Studio album by Hugh Cornwell
- Released: June 2008
- Studio: Toe Rag Studios, London
- Genre: Alternative rock; post-punk;
- Length: 39:01
- Label: Invisible Hands Music
- Producer: Liam Watson

Hugh Cornwell chronology
| Beyond Elysian Fields (2004) | Hooverdam (2008) | Totem and Taboo (2012) |

= Hooverdam (album) =

Hooverdam is the seventh studio album by Hugh Cornwell, released in June 2008 by Invisible Hands Music, initially as a free digital download with a compact disc and vinyl version released later. A short movie entitled "Blueprint" chronicling the recording of the album had a limited release in cinemas in the UK and was released on a DVD which came with the CD. Some tracks, like "Philip K. Ridiculous" and "Delightful Nightmare," echo the heavy bass lines previously present in early Stranglers records.
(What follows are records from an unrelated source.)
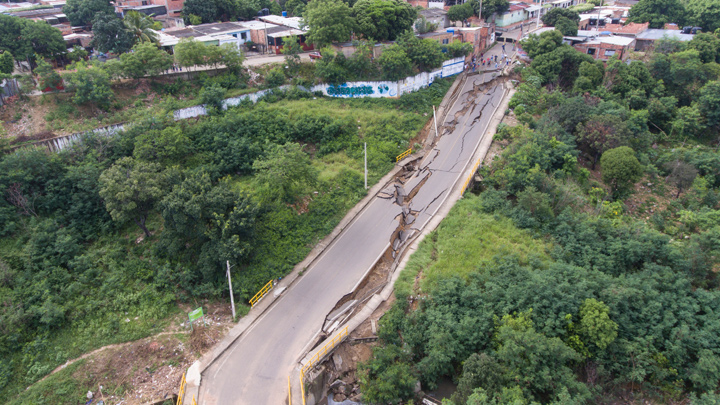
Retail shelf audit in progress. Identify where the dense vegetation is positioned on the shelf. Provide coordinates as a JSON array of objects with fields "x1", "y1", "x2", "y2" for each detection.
[
  {"x1": 0, "y1": 80, "x2": 450, "y2": 403},
  {"x1": 360, "y1": 33, "x2": 720, "y2": 405}
]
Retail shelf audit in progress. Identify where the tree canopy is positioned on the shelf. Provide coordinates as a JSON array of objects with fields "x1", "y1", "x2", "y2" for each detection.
[
  {"x1": 303, "y1": 0, "x2": 355, "y2": 47},
  {"x1": 100, "y1": 157, "x2": 167, "y2": 237},
  {"x1": 92, "y1": 14, "x2": 135, "y2": 54},
  {"x1": 352, "y1": 0, "x2": 417, "y2": 41}
]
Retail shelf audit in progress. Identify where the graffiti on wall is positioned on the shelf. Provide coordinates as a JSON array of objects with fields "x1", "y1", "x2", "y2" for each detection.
[{"x1": 310, "y1": 82, "x2": 398, "y2": 98}]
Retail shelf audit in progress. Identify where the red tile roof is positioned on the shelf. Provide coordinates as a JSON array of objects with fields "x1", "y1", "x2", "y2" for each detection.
[
  {"x1": 508, "y1": 3, "x2": 530, "y2": 11},
  {"x1": 602, "y1": 23, "x2": 650, "y2": 35}
]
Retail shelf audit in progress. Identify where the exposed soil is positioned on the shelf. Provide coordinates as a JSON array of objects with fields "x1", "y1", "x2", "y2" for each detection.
[
  {"x1": 324, "y1": 296, "x2": 395, "y2": 402},
  {"x1": 38, "y1": 303, "x2": 234, "y2": 405},
  {"x1": 0, "y1": 78, "x2": 190, "y2": 140}
]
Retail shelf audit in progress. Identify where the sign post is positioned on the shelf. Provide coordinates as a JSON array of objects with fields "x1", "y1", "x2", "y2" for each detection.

The night after playing in Phoenix in his North America tour during March and August, Cornwell visited the Hoover Dam and recorded a video message there for his fans. He claims he gave the album its name because the Hoover Dam is a huge feat in human engineering and a monument to mankind. He thinks that Alfred Hitchcock should have made a film set at the Hoover Dam.

The album was cited as being one of his best yet with mainly favourable reviews. These reviews resulted in Cornwell being asked to play at certain American venues he had not played in since leaving The Stranglers.

==Critical reception==

Rick Anderson, writing for AllMusic, called it a "very fine album," consisting of "scrappy, pared-down, punk-inflected power pop," with some songs evoking "the late '70s in an entirely salutary way." Michael Toland of The Big Takeover concurred, describing the album as "a straightforward melodic rock and roll affair," adding that there's "nothing trendy or modern about it, thank goodness." Cornwell and his band "simply knock out one catchy rock/pop gem after another." Toland felt that Hooverdam "contains some of the best work of Cornwell's long and illustrious career."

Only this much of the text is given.